Business Psychology - Latest Findings

Article No. 58
Supervision Findings, by James Larsen, Ph.D.

Delivering Motivated Workers

Motivating employees requires that we call attention to the success of work groups.

Imagine rounding a corner and coming upon a group of employees joking and smoking and demonstrating little energy for their work. Your thoughts upon seeing this group drift toward irritation, and you're pretty sure their supervisor needs to do something different. You may even comment about it to this person if you see the opportunity, but it will be a casual, parting comment. You don't want to get trapped in a discussion where the dreaded "So-how-do-you-do-it?" question comes up. Few people know the answer, and supervisors who can motivate employees can't answer this question either. They can do it, but they can't explain how.

Enter the researcher.

Studying motivation has a long tradition, and the best current theory describes this pattern: People complete tasks and then wait to learn the outcome of their efforts. If their outcomes are successful, then they feel enhanced competence. Next, they notice if anything happens as a result of this success. If something good happens, then they feel justified expending the effort. The next time the task arises they will give good effort (appear to be motivated), because they have confidence they can accomplish it and believe something good will happen when it is completed.

Careful research supports this theory, but there's a problem: Supervisors can't watch every task every employee completes, they don't control "good things" to make sure they only happen after employees complete tasks, and they don't control employees' perceptions of successful and unsuccessful outcomes. It's no wonder that motivated work often seems to be a random event.

Matt Riggs, of California State University, and Patrick Knight, of Kansas State University, have worked on this problem and believe they've discovered a new way to help supervisors motivate employees. They explored the effect of group-level success on individuals' attitudes. They measured perceptions of group success and failure, individual perceptions of competence and of "good things" happening as a result of successful work, beliefs about the competence of coworkers and of the "good things" happening to the group when performance was successful. And, they measured people's satisfaction with their jobs and commitment to their employers.

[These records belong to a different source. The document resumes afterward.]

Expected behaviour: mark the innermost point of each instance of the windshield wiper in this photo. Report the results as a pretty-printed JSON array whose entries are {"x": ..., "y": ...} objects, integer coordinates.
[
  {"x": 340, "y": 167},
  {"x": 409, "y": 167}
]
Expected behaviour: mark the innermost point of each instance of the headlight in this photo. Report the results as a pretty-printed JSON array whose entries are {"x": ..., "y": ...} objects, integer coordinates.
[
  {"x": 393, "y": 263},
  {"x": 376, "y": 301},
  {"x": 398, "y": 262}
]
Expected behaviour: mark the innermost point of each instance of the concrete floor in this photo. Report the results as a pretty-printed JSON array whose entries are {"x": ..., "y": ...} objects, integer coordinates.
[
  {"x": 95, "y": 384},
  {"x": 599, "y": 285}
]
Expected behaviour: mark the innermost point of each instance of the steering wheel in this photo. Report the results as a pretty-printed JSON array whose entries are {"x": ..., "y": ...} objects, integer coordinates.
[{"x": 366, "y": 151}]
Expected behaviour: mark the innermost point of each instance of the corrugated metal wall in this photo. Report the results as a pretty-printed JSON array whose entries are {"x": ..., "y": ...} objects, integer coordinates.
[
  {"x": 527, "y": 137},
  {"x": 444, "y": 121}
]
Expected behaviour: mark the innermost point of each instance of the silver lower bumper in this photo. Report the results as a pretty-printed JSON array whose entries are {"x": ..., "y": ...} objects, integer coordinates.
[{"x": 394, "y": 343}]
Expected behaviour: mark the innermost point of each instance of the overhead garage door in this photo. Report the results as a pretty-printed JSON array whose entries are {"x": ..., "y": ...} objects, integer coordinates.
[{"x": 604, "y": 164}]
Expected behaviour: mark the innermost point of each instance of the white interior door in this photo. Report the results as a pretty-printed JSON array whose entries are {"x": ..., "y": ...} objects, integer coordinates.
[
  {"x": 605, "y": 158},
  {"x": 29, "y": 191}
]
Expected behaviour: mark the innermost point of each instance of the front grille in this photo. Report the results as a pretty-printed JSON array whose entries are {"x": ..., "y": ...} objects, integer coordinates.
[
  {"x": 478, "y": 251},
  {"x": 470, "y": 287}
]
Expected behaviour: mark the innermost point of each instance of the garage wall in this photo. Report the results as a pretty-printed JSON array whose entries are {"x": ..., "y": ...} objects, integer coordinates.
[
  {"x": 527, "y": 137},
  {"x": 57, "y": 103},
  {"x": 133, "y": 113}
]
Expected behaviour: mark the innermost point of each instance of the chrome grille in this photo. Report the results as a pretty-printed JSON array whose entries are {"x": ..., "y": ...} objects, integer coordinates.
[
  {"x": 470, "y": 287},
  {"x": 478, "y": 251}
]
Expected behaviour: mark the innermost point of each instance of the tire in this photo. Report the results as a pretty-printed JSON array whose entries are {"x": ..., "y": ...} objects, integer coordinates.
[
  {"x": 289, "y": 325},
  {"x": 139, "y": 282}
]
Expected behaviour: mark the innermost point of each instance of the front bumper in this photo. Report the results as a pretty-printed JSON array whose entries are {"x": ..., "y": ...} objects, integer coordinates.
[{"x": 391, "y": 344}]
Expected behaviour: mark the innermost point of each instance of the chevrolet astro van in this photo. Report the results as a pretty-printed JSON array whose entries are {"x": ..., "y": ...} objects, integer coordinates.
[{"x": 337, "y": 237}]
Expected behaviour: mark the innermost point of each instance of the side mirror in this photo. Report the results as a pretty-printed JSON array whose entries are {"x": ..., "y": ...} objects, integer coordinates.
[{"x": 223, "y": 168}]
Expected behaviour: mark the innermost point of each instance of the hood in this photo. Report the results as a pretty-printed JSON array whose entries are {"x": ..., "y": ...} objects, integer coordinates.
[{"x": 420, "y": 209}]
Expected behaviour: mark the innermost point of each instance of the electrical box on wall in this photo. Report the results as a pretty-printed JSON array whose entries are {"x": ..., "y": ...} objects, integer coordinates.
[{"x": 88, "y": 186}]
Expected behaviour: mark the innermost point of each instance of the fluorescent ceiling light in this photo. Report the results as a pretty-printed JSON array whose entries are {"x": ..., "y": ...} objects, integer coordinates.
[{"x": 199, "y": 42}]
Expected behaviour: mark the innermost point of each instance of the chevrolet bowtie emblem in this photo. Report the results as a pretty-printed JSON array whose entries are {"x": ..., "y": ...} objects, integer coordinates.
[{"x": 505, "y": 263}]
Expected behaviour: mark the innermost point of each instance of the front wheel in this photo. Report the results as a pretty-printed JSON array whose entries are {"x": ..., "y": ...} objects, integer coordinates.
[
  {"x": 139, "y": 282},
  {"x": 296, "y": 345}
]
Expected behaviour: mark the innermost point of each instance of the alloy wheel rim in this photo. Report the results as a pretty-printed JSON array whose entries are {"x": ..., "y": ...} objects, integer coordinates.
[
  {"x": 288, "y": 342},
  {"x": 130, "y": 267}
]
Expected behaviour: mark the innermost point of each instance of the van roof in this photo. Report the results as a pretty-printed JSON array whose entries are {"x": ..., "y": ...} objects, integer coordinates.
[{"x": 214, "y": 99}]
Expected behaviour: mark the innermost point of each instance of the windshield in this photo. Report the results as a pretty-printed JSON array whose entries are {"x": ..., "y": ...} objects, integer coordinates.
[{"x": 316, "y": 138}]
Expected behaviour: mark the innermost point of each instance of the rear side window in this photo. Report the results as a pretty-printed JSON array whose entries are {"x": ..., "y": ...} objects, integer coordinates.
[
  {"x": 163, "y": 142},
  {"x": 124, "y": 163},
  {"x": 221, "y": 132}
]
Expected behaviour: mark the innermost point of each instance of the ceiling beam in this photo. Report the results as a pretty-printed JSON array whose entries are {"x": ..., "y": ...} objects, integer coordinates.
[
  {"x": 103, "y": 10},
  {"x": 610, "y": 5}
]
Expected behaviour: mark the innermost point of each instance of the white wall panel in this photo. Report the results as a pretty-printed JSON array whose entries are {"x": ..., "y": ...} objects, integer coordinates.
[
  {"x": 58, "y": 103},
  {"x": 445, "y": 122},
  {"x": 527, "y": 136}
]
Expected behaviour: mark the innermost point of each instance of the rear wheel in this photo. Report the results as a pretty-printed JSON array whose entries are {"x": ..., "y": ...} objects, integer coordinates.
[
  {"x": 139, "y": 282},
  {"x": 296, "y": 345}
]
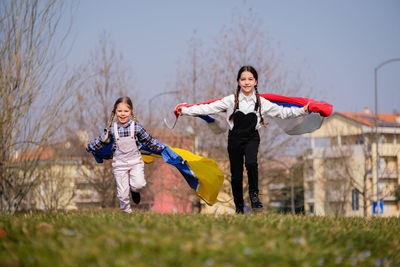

Perceptions of group success profoundly influenced all the other factors. If employees felt their group was successful, it impacted their individual attitudes of competence, satisfaction, and commitment. It led them to believe "good things" were coming to them and to their group. And it enhanced their perceptions of the competence of their coworkers. The reverse of this process also proved to be true: if employees believed their group's efforts were a failure, then all the factors were hurt, although the negative effect was not as strong as the positive.

So it turns out to be rather simple.

Supervisors don't need to watch every task every employee completes. They need only notice successful group efforts and call attention to them. Everything else will fall into place naturally -- simple.

Riggs and Knight were so impressed with this effect that they recommend supervisors create success experiences for their work-groups by giving instructions they're confident they can successfully complete and then calling attention to this success. Over time, Riggs and Knight believe your created success experiences will lead to real success experiences involving difficult, important group tasks.

Explaining meaning and creating understanding is a basic leadership function. Usually, answering employees' questions illustrates it. This research reveals another example: explaining outcomes -- pointing out what happens when a work-group completes a task or meets a responsibility. When this explanation is present and positive, Riggs and Knight discovered very good things happening. Good things that lead to motivated employees persisting on difficult tasks, confident of their success, and expecting valued outcomes. It's all we could ever want from our employees.

Reference: Riggs, Matt L., and Patrick A. Knight (1994), The Impact of Perceived Group Success-Failure on Motivational Beliefs and Attitudes: A Causal Model. Journal of Applied Psychology, 79 (5), 755-766.